Auxílio emergencial vai beneficiar mais de 1 milhão de famílias

Benefício à população vulnerável foi idealizado pelos parlamentares mineiros

O auxílio emergencial do Força-Família será pago a pessoas em condições de extrema pobreza no período de 14 a 29 de outubro. O benefício é resultado de um trabalho que os deputados estaduais mineiros iniciaram em janeiro deste ano, quando foi lançado o Recomeça Minas, plano da Assembleia Legislativa de Minas Gerais (ALMG) para recuperar o desenvolvimento econômico e social do Estado. Os deputados do Republicanos Carlos Henrique, Charles Santos e Mauro Tramonte tiveram participação fundamental na aprovação da proposta.

Em abril, ao longo de 16 encontros que contemplaram todas as regiões mineiras, a Assembleia reuniu representantes dos setores prejudicados pela pandemia de Covid-19 e lideranças políticas para recolher sugestões de aprimoramento do plano, contido no Projeto de Lei (PL) 2.442/21, de autoria coletiva dos 77 deputados e que tinha como primeiro signatário o presidente da ALMG, deputado Agostinho Patrus (PV).

Esse projeto, após ser amplamente debatido com a sociedade e aprimorado pelos deputados e deputadas, deu origem à Lei 23.801, publicada no dia 22 de maio. Entre outras inovações, a norma facilitou a regularização de dívidas tributárias, direcionando os recursos obtidos para a desoneração fiscal e o financiamento dos setores econômicos mais impactados pela crise econômica decorrente da pandemia.

Mas essa legislação também trouxe um importante avanço para assegurar a dignidade e a cidadania das pessoas em situação de extrema pobreza: o Força-Família.
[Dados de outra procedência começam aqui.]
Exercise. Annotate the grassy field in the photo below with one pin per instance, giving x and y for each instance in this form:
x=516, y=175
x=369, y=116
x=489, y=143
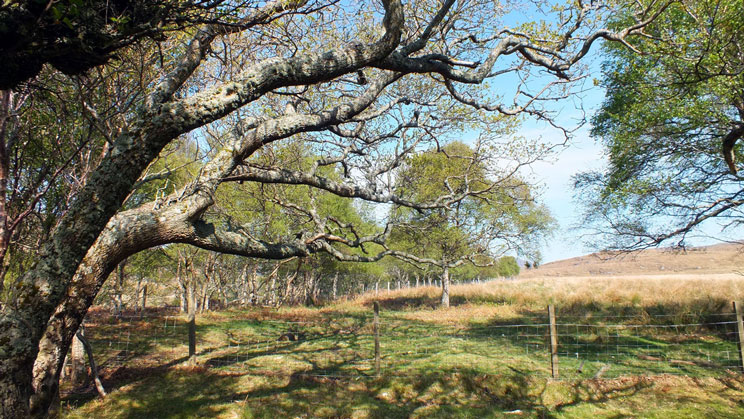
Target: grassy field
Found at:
x=486, y=356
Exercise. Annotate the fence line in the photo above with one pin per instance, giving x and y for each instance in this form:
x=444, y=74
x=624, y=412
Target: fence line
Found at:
x=583, y=348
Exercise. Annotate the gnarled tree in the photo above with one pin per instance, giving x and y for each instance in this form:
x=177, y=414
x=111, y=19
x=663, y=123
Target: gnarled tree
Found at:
x=363, y=86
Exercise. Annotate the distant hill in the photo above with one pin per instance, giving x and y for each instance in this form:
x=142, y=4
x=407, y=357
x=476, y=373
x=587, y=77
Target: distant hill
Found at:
x=716, y=259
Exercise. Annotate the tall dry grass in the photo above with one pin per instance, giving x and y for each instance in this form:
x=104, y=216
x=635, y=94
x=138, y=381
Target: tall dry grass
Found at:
x=683, y=294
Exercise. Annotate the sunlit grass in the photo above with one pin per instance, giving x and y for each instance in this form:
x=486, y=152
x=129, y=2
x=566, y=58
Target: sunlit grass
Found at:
x=458, y=362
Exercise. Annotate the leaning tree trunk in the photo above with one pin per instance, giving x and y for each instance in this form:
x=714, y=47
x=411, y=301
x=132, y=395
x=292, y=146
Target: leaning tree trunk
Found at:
x=445, y=287
x=192, y=321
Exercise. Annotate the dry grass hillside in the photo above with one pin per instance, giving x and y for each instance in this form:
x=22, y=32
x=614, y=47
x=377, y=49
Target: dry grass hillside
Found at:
x=721, y=259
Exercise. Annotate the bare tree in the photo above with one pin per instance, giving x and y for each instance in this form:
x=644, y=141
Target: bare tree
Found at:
x=393, y=82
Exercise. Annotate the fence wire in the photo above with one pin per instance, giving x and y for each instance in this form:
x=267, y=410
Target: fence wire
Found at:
x=588, y=346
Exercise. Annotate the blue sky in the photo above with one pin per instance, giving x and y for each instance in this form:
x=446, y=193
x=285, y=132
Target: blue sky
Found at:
x=554, y=175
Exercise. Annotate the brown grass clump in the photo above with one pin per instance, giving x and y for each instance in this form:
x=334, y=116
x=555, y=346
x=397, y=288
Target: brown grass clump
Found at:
x=655, y=294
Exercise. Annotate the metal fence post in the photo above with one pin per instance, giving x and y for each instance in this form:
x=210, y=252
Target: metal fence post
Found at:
x=740, y=331
x=553, y=343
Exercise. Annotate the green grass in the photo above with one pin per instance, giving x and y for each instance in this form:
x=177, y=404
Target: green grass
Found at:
x=435, y=363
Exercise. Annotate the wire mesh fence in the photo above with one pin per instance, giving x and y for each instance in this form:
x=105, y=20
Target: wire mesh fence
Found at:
x=588, y=346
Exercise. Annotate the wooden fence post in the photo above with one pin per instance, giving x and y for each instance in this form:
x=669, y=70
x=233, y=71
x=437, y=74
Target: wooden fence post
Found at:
x=553, y=343
x=740, y=331
x=377, y=338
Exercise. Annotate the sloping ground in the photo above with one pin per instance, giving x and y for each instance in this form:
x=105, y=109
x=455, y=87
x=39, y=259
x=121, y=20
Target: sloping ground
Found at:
x=705, y=260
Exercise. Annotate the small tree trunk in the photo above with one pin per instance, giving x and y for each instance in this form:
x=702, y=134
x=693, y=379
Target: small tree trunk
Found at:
x=77, y=358
x=192, y=322
x=445, y=287
x=144, y=300
x=119, y=290
x=91, y=362
x=335, y=286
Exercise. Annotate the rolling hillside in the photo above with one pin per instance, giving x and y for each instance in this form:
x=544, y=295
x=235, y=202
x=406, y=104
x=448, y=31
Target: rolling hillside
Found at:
x=706, y=260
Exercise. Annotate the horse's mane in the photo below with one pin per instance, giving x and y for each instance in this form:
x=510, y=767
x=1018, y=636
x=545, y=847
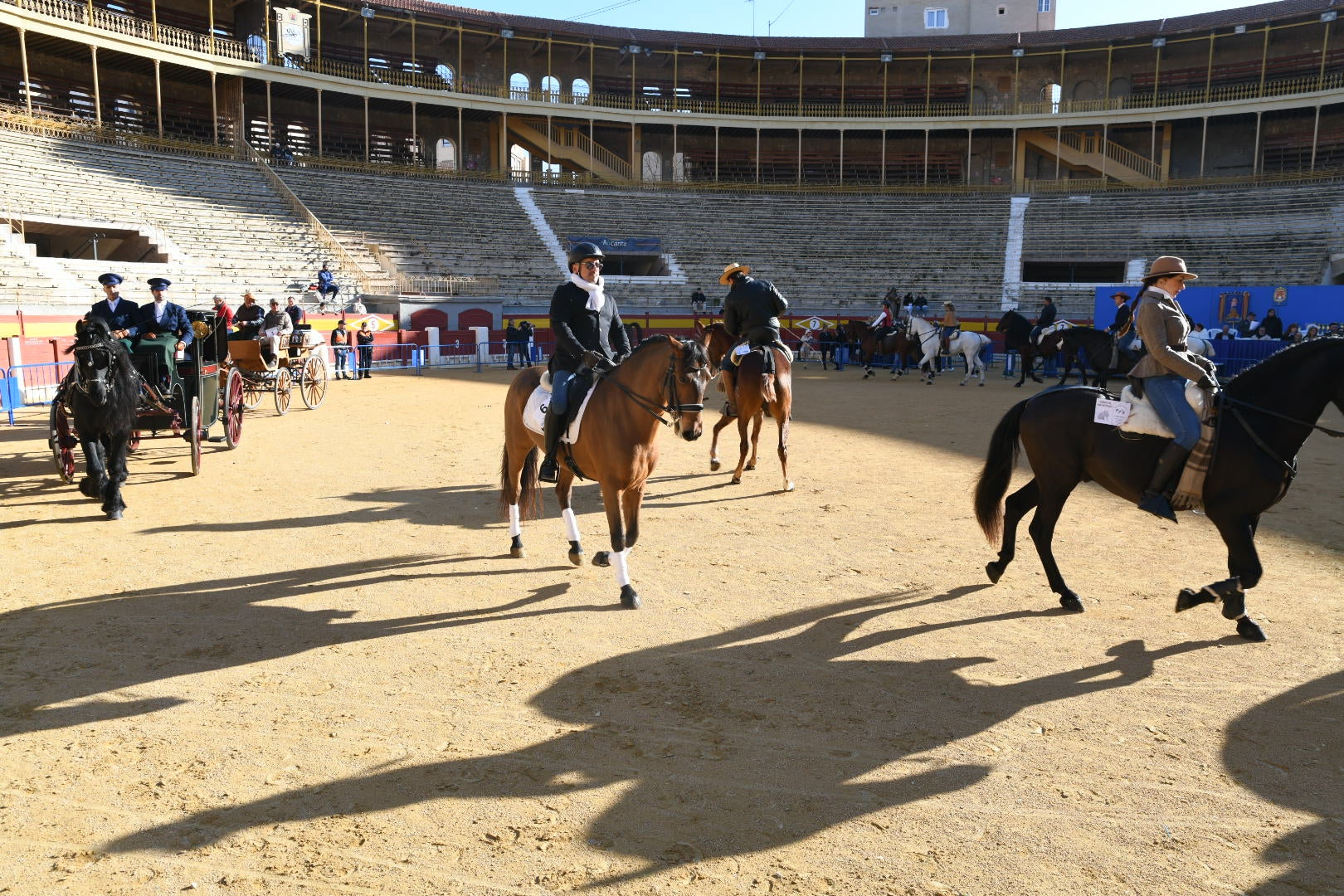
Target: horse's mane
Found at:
x=1283, y=360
Trata-se de um auxílio no valor de R$ 600,00, a ser pago em parcela única a famílias com renda mensal de até R$ 89,00 por pessoa, inscritas no Cadastro Único para Programas Sociais (CadÚnico). A medida deve beneficiar mais de um milhão de famílias mineiras

Calendário – De acordo com o calendário do auxílio emergencial Força-Família, os pagamentos serão feitos de maneira escalonada entre 14 e 29 de outubro. Terão prioridade para receber o auxílio as famílias que não têm o benefício do programa Bolsa Família e as famílias constituídas por mães solteiras e seus filhos.